A Sra. Ou admite que está se manifestando agora por causa das próximas eleições, na esperança de chamar mais atenção para a sua causa. Ela não se importa se o Partido Comunista da China ou os candidatos da oposição em Taiwan derem importância aos seus comentários, desde que isso leve a mudanças no currículo. Ela ignora questões sobre os esforços de propaganda da China ou sobre a ameaça da democracia de Taiwan. Os sistemas políticos vêm e vão com as marés da história, diz ela, e os laobaixing , gente comum, não têm controlo sobre isso. “O que podemos manter é a nossa cultura. Quanto aos sistemas políticos, basta seguir o fluxo.”

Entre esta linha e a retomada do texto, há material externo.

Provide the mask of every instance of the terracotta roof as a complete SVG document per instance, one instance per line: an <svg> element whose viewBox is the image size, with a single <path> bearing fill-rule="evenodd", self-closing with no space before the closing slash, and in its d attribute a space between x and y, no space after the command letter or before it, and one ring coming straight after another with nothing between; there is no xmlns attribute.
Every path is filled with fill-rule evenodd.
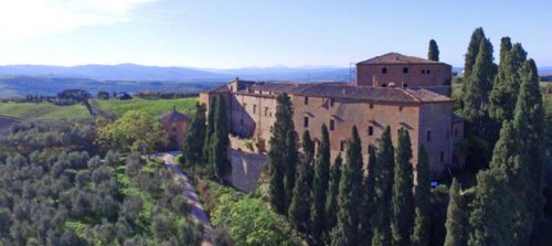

Estas opiniões não são incomuns entre os eleitores conservadores mais velhos que cresceram durante o regime autoritário do kmt , de 1949 a 1987. O partido, que perdeu a guerra civil na China, continuou a incutir um sentido de identidade chinesa nos residentes da ilha. Mas durante anos o clima vem mudando. Hoje, menos de 3% dos taiwaneses identificam-se apenas como chineses, enquanto cerca de 30% identificam-se como chineses e taiwaneses. Mais de 60% dizem que são apenas taiwaneses. Portanto, as mensagens em torno da Sra. Ou provavelmente terão um impacto limitado nas eleições. No máximo, poderá ajudar a reforçar a base nacionalista do kmt .
A China pode estar a olhar para além da votação. Embora Xi diga que pretende uma unificação pacífica, a propaganda do Partido Comunista parece uma justificação para uma possível invasão. Retrata o dpp como um grupo separatista radical que impõe uma agenda anti-China a Taiwan, contra a vontade do seu povo. Caso a China intervenha, quer ser vista como um libertador e não como um invasor. Se puder usar vozes taiwanesas para pintar esse quadro, tanto melhor.